If No One Called Ahead was just another direct-to-streaming release, I would have probably tried to talk my editors at Midwest Film Journal into retroactively ignoring my request to write about it.
I’ll get to why in a minute.
However, I think there’s so much potential in its fledgling production company, Streaming Musicals, that I don’t want to dismiss this misstep too quickly.
Let me tell you about the company first.
Musicals, as a rule, are expensive cinematic propositions. As such, the ones that get made by the studios tend to be based on established hit properties (i.e. Chicago, The Phantom of the Opera and the upcoming Cats). Occasionally a smaller musical slips in, but how much attention was paid to Hello Again and Lucky Stiff?
(Side note: Have you ever even heard of Hello Again or Lucky Stiff?“ Unsurprising if you haven’t, but if you happen to want to track them down, the former features a steamy turn from multiple-Tony-Award-winner Audra McDonald and an interesting number with Rumer Willis. If you’re watching the latter, just skip to Nikki M. James singing “Times Like This” and you’ll be fine. The rest is negligible.)
Back to Streaming Musicals.
The company’s unique concept is a hybrid it’s calling “soundstage musicals.” The idea is to take an original musical and stage it in a theater or on a soundstage. But rather than bring in an audience and sell tickets, Streaming Musicals shoots it like a film, with three cameras in what at least appears to be real time. The actors sing live and the music is filled in during post-production.

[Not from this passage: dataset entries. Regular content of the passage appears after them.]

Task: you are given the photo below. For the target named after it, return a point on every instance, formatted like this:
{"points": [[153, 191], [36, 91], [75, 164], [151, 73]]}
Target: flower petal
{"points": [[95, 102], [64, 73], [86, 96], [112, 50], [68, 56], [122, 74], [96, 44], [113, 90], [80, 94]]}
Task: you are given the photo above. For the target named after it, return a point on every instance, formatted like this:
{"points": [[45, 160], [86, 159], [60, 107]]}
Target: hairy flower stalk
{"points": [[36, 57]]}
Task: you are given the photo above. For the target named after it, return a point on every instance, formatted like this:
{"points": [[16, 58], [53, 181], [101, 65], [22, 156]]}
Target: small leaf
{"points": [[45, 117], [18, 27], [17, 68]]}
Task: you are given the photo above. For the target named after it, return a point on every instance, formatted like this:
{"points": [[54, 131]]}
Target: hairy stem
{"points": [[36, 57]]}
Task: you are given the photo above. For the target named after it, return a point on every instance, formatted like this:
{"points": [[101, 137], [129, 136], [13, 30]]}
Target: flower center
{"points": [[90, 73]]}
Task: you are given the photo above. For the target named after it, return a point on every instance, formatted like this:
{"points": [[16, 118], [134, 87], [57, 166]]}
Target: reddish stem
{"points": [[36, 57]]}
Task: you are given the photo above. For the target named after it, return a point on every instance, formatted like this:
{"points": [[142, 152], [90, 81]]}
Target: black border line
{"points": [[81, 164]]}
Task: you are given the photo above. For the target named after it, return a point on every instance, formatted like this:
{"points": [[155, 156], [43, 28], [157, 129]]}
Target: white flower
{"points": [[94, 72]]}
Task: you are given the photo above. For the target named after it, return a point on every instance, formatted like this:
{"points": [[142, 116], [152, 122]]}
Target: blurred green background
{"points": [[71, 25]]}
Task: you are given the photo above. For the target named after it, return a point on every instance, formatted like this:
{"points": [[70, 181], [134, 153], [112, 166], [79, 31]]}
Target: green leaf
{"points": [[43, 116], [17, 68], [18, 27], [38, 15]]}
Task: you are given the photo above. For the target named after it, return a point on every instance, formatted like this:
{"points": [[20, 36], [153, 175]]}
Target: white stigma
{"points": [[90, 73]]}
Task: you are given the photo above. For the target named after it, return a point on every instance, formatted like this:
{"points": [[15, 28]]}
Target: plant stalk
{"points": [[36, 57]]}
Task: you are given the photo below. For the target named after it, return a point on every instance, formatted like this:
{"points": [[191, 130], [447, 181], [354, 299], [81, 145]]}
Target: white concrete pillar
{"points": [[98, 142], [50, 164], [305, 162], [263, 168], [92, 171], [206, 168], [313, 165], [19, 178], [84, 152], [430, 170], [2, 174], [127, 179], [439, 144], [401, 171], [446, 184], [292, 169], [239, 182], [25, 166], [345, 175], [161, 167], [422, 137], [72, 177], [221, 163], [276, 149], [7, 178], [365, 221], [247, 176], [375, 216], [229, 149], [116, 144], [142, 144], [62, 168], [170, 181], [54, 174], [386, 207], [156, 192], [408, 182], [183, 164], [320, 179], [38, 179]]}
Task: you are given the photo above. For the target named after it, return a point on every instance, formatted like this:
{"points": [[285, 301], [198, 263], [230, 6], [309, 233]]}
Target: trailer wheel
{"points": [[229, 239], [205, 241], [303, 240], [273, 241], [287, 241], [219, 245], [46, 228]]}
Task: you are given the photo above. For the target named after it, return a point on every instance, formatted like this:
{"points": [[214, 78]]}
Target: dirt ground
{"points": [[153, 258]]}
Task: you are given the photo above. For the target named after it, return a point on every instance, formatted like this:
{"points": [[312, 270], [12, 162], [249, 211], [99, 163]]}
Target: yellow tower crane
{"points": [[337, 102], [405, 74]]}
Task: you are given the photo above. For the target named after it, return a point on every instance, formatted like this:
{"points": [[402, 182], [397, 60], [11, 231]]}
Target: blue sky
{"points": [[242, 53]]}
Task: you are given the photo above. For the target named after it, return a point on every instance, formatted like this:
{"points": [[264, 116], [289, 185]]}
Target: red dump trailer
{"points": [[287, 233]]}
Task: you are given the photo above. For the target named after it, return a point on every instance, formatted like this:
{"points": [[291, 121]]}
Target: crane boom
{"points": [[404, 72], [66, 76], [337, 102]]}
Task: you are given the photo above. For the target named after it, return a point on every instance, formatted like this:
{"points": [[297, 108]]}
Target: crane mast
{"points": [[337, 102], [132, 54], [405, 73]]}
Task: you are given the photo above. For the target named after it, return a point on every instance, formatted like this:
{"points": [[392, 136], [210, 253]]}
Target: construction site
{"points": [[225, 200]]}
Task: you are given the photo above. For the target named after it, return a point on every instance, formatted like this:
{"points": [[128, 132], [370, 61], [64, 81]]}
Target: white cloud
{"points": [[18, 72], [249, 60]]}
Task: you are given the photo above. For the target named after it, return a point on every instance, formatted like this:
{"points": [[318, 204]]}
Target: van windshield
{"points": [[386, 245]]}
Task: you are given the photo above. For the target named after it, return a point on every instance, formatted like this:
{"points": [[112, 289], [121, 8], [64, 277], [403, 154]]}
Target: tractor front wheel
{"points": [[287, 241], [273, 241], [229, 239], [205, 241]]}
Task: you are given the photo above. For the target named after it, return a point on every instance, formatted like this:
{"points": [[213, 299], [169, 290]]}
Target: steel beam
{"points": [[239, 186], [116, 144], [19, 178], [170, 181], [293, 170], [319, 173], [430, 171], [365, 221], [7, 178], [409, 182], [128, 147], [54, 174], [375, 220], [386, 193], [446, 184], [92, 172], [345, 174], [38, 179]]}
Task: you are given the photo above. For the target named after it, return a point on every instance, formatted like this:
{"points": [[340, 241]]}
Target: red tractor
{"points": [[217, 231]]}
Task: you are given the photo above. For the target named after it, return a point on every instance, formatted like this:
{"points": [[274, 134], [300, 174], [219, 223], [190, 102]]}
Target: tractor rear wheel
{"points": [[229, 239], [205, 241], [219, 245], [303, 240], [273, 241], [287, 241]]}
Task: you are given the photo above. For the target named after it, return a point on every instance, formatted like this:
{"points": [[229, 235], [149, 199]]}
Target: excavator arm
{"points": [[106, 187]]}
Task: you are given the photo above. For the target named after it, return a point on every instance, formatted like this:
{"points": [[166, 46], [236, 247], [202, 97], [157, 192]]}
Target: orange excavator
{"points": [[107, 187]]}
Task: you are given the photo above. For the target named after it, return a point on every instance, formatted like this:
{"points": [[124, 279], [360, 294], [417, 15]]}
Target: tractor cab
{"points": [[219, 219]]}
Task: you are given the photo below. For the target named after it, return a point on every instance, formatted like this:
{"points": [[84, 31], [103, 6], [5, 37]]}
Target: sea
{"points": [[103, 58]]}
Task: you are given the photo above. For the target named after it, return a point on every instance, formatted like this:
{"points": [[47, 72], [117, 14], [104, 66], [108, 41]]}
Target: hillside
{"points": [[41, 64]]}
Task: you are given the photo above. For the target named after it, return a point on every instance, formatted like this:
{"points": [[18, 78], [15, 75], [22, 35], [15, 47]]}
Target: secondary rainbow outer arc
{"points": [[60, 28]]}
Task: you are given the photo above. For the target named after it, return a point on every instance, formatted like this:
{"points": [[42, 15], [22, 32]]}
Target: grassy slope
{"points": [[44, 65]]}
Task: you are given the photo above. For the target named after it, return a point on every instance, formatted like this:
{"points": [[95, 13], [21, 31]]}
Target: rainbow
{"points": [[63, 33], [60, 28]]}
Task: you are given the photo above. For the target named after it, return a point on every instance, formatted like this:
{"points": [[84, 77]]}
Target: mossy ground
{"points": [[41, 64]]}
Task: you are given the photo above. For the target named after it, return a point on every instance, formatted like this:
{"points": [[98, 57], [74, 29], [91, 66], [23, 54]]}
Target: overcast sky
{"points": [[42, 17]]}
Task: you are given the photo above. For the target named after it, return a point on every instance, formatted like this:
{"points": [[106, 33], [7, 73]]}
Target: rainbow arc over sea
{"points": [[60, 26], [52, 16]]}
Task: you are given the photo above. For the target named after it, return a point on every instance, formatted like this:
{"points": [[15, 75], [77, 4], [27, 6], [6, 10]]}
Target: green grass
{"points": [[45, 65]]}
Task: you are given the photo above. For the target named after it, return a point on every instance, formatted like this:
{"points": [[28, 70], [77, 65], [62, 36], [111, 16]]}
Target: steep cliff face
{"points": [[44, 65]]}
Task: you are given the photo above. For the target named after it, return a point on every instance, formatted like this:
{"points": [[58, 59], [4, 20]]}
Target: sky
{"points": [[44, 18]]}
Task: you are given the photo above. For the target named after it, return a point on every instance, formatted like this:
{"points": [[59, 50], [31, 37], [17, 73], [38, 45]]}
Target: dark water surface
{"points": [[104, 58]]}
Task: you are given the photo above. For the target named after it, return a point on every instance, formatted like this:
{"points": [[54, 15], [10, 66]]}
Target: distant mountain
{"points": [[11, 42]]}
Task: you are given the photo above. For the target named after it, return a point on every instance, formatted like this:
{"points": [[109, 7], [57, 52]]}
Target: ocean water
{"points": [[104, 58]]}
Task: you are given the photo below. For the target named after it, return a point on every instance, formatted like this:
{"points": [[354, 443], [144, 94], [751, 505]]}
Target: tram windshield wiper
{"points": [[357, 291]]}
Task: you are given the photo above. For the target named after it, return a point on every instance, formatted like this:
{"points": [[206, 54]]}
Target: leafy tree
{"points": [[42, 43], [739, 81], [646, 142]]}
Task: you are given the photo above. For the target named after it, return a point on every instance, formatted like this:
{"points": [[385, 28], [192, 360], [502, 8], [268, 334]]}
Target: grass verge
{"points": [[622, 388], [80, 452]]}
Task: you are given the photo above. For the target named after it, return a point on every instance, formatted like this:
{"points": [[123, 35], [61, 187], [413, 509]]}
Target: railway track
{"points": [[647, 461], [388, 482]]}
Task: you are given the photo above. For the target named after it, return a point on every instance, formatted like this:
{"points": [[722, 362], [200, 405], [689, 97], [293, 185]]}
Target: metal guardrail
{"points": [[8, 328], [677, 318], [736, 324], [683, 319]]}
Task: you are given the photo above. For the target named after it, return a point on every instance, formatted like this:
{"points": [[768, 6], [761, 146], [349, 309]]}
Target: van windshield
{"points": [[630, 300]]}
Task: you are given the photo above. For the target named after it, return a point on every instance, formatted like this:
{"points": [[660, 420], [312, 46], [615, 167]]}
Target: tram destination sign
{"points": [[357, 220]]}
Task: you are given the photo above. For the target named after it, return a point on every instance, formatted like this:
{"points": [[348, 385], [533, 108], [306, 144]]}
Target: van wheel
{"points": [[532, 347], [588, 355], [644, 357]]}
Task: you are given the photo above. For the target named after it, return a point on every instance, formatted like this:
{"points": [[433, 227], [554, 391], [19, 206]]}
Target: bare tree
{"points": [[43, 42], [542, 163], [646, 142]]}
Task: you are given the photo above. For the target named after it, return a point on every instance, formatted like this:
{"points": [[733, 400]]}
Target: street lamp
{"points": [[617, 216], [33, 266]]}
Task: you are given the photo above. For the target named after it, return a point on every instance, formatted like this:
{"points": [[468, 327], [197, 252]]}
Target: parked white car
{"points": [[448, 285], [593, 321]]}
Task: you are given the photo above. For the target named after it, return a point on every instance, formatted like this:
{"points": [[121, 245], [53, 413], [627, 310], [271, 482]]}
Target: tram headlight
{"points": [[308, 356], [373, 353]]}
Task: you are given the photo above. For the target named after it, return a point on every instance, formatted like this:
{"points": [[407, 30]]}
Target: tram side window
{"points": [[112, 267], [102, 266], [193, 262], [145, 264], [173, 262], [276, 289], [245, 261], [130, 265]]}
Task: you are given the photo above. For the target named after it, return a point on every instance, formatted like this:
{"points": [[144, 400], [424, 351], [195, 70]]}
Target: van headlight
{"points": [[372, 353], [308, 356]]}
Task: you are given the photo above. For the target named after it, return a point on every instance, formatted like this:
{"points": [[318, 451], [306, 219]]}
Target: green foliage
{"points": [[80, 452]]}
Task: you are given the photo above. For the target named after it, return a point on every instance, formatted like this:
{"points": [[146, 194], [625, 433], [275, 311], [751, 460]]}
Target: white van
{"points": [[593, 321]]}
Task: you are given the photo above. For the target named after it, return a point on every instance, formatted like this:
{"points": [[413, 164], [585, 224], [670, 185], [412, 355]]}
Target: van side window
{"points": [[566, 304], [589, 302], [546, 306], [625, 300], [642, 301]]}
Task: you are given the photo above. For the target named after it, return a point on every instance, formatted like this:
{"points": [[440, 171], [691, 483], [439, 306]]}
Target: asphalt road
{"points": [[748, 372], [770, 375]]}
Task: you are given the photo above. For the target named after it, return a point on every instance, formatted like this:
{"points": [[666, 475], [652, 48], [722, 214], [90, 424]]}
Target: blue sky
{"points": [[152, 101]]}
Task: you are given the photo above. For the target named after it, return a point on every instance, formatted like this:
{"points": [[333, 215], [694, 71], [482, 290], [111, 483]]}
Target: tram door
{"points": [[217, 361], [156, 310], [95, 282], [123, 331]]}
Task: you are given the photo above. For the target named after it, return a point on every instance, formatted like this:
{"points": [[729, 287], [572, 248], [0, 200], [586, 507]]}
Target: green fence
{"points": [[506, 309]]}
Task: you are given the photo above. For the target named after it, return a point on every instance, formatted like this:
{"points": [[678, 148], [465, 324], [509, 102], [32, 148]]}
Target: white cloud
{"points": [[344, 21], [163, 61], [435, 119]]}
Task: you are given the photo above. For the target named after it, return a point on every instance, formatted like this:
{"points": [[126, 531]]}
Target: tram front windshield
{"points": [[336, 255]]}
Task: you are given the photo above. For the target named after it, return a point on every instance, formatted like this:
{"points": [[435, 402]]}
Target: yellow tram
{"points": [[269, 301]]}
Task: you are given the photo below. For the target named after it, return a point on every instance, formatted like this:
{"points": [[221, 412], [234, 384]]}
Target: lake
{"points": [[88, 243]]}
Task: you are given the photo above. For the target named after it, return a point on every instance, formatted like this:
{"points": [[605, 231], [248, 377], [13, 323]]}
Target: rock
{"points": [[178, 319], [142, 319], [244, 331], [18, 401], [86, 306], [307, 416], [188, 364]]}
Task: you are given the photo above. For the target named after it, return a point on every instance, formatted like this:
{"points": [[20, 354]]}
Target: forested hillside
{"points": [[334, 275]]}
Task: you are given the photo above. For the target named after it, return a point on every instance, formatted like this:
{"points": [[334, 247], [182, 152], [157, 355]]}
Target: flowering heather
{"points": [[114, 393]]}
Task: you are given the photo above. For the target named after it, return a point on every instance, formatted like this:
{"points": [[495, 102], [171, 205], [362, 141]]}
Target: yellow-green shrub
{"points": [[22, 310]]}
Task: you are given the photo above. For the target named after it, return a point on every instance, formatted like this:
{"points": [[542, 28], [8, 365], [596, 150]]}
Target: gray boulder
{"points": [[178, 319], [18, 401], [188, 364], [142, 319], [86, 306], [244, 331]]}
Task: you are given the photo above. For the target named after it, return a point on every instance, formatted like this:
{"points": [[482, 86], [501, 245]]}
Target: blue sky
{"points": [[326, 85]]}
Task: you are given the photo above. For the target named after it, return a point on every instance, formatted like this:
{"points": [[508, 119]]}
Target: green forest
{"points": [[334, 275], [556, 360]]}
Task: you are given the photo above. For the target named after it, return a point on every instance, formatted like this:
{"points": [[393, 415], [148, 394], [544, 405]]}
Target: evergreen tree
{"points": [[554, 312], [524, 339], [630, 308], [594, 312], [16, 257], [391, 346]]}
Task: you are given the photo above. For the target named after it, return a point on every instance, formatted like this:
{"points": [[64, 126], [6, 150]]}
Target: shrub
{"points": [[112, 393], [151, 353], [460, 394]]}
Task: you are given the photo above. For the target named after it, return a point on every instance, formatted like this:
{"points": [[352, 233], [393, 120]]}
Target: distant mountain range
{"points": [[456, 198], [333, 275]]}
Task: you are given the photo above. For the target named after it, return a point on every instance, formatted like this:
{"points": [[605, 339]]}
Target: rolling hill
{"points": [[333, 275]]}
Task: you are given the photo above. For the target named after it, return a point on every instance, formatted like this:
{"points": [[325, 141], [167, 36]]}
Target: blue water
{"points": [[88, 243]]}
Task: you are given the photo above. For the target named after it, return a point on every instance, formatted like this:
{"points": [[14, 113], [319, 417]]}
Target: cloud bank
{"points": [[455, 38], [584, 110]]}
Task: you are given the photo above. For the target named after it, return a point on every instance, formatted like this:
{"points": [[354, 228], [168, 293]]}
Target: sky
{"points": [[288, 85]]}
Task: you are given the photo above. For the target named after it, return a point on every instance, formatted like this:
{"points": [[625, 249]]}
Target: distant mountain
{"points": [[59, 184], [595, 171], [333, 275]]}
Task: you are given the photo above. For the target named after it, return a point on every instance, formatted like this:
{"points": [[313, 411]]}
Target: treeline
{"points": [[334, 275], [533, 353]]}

Watching it is an interesting experience, somewhat akin to the live-for-TV musicals that have come back into fashion but without the screaming audience and known material. Clearly the fourth wall is missing. You know the set is a set. You might see a lighting unit or flare in the corner of a scene. Sometimes the camera movements are unsteady and the angles inexplicable.
No question, though: There’s a you-are-there quality about it — an urgency and a continuity to what’s happening.
Compounding that urgency: The company’s latest production was shot in seven days.
That’s No One Called Ahead, a musical by Paul Gordon, who has had some regional success with his Daddy Long Legs and a brief run on Broadway with his adaptation of Jane Eyre. Streaming Musicals is committed to developing such new work and should be applauded for that. It’s tough to get an original musical off the ground, and having a video to show could help lead to future productions of these musicals.
So this is me applauding the concept.
I wish I could do the same for No One Called Ahead.
The musical / comedy / drama / mystery concerns an artist (Justin Matthew Sargent) facing a creative block who sequesters himself in a getaway cottage where, in theory, his only companion is a John Lennon poster to whom he sings the opening number.
Mercifully, the poster never sings back.
He’s not alone for long, though. Soon he’s visited by a parade of women, most of whom are dead or angels or spirits or something (one is the sister of Joan of Arc, for no clear reason).
Each has a song with a lesson or guidance or something.
Along the way we find out that the artist has been poisoned by his ex-girlfriend. Or current girlfriend. Or something.
The performers — primarily regional stage vets — gamely attack the material. But they never transcend the sense that they are doing the producers a favor by appearing. Trapped in a one-set piece with no real choreography to speak of and with lyrics that don’t move the plot or enrich our understanding of the characters, every number outstays its welcome, easily passing the cringe point.
On top of that, Gordon commits a cardinal sin in theater: His lead character doesn’t do anything to impact the ending. And since we’ve been given no reason to care about him, there’s no reason to care about what happens to him.
Musicals are hard. New musicals are even harder. Musicals that don’t have a solid story to tell or a good reason to tell the story through song face an even tougher battle. That’s why many a Broadway musical takes years to develop, often including workshops and out-of-town tryouts in front of live audiences.
I wish I could say there’s a glimmer of something in No One Called Ahead that would make watching it akin to sitting in on a promising workshop.
No such luck.
But the genre seems ripe for exploring. I’ve treasured the shot-from-the-stage work presented by the Stratford Festival, Shakespeare’s Globe, the Royal Shakespeare Company, WNET with its Theatre Close-Up series of off-Broadway productions, PBS’s Great Performances and more. More stage musicals are hitting the move to theaters, including recent one-nighters for Kinky Boots and Allegiance.